WP: Bush Ends With a Whimper
By Dan Froomkin
Special to washingtonpost.com
Friday, January 16, 2009
President Bush bid the nation goodbye last night with a simpering speech that may have appealed to those who still believe in him, but offered nothing to change the minds of the vast majority of Americans who don't. Bush smirked and twitched while delivering a highly defensive farewell address in which he tried to hearken back to his glory days right after 9/11, sought credit for having made "tough decisions" and insisted his intentions were good.
There was no real attempt to bind the wounds he leaves in his wake. There was no apparent awareness of irony when he held up his administration as a champion of moral clarity and human dignity. He even gave himself credit for his response to the financial crisis he didn't see coming: "When challenges to our prosperity emerged, we rose to meet them," he said.
And he tried one last time to conflate his "war on terror" with the unrelated debacle in Iraq, recasting the American troops perilously occupying that benighted country as "part of a broader struggle" between "a small band of fanatics" who demand "total obedience to an oppressive ideology" and a system "based on the conviction that freedom is the universal gift of Almighty God, and that liberty and justice light the path to peace."
In a fitting end for a presidency that has often operated in its own reality, Bush was greeted warmly by his audience -- a hand-picked selection of hangers-on and human props -- even as public-opinion polls show that the nation is way past ready to move on.

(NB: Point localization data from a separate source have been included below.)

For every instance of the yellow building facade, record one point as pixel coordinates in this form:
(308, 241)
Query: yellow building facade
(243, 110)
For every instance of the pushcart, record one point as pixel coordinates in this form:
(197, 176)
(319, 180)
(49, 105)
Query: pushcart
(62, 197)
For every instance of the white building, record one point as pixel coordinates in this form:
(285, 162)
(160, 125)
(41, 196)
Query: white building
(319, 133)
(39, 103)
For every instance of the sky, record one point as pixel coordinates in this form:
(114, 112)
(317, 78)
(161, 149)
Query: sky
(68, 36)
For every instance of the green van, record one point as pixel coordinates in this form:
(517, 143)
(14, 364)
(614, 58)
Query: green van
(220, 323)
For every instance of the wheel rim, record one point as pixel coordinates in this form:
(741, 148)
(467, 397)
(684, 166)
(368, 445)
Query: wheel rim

David Hiltbrand writes in the Philadelphia Inquirer: "At times, as he spoke before a handpicked audience in the East Room, Bush seemed as if he were channeling the Will Ferrell spoof of him, the blithely unaware leader who had declared the Oval Office 'a bummer-free zone.' The closest he came to acknowledging failure was a vague wave in its general direction. 'I have experienced setbacks,' he said. 'There are things I would do differently if given the chance.'
But the strain Bush has been under showed. His right eye kept narrowing to an uncontrollable squint."